Innovation in FMCG is increasingly being driven by a simple challenge: how can brands deliver the convenience consumers expect while reducing their environmental impact? Lavazza's new Tablì coffee system offers an intriguing answer. Rather than redesigning the traditional coffee capsule, the company has removed it altogether, replacing plastic and aluminium pods with a compact tab made entirely from coffee. It's a bold example of how product innovation is moving beyond incremental improvements to fundamentally rethink established formats.
For years, sustainability efforts within the coffee category have focused on recyclable or compostable capsules. While these have helped reduce waste, they still rely on additional packaging materials. Tablì takes a different approach by eliminating the capsule itself, reflecting a broader trend across FMCG towards designing products that reduce material use from the outset rather than improving disposal at the end of a product's life. As businesses work towards ambitious packaging reduction and circular economy goals, innovations like this are likely to become increasingly important.
Tablì also responds to changing consumer expectations. Today's shoppers are looking for products that combine premium quality, convenience and sustainability, and they increasingly expect brands to deliver meaningful innovation rather than incremental updates. By challenging one of the coffee industry's most established formats, Lavazza demonstrates how brands can address environmental concerns without losing sight of the customer experience. It highlights a growing shift across FMCG, where sustainability is becoming embedded into product design rather than treated as an add-on.
The significance of Tablì extends beyond coffee. Across the FMCG sector, manufacturers are exploring ways to reduce packaging, simplify supply chains and create products with a lower environmental footprint. Whether in food, personal care or household goods, the focus is moving towards eliminating unnecessary materials wherever possible. Tablì is an excellent example of this design-led thinking and illustrates how innovation can reshape mature product categories by questioning long-standing conventions.
Although Tablì has already launched in selected international markets, it has not yet arrived in the UK. We hope that changes soon.
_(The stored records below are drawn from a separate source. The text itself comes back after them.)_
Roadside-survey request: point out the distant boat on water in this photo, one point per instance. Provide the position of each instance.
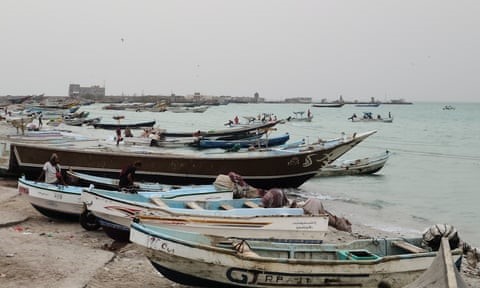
(448, 107)
(368, 105)
(328, 105)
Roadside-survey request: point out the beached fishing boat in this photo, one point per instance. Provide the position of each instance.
(328, 105)
(238, 130)
(209, 261)
(266, 168)
(186, 109)
(52, 200)
(244, 143)
(299, 116)
(83, 179)
(132, 125)
(443, 272)
(214, 216)
(369, 117)
(361, 166)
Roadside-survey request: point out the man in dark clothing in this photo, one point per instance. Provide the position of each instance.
(127, 175)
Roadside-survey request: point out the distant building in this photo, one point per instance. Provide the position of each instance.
(75, 90)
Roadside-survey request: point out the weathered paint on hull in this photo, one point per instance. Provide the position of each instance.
(289, 169)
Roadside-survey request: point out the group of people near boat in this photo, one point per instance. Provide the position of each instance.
(52, 173)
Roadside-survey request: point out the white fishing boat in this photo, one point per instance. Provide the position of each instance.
(361, 166)
(214, 213)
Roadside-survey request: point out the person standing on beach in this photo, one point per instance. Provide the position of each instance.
(127, 176)
(52, 172)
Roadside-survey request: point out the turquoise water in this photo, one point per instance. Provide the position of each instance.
(432, 176)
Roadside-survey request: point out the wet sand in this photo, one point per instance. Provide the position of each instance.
(36, 251)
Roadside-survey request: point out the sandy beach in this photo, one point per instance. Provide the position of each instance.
(40, 252)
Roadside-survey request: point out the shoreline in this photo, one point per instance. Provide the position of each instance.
(37, 251)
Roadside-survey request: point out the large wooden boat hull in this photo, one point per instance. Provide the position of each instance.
(262, 142)
(114, 210)
(201, 260)
(262, 169)
(242, 130)
(113, 126)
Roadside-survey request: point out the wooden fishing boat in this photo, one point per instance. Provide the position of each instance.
(55, 201)
(244, 143)
(361, 166)
(443, 272)
(367, 105)
(203, 260)
(186, 109)
(300, 117)
(214, 216)
(239, 130)
(112, 126)
(267, 168)
(83, 179)
(328, 105)
(368, 117)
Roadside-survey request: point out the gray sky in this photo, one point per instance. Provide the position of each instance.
(412, 49)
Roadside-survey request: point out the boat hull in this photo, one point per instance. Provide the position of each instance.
(261, 169)
(115, 212)
(54, 201)
(223, 267)
(113, 126)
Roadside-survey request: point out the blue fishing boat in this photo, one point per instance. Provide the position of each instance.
(213, 215)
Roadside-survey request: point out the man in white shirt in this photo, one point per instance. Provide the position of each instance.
(52, 171)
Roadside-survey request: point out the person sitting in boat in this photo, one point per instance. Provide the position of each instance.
(127, 176)
(128, 132)
(119, 135)
(52, 172)
(273, 198)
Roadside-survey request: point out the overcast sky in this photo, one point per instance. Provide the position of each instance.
(411, 49)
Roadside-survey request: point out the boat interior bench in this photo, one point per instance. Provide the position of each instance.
(408, 246)
(159, 202)
(250, 204)
(193, 205)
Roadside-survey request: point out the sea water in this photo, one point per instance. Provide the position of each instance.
(432, 176)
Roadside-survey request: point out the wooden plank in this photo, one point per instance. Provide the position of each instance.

With one of Europe's most developed coffee markets and growing consumer demand for sustainable products, the UK would be a natural fit for this kind of innovation. It would also provide valuable insight into how British consumers respond to a genuinely new approach to single-serve coffee, particularly as retailers continue to prioritise products with strong sustainability credentials.
Whether Tablì becomes the future of coffee remains to be seen, but it has already achieved something important: it has challenged the industry to think differently. For FMCG brands, the lesson is clear—innovation is no longer just about improving existing products, but about reimagining them from the ground up. We're excited to see how this technology develops and hope UK consumers will soon have the opportunity to experience one of the coffee industry's most innovative new concepts.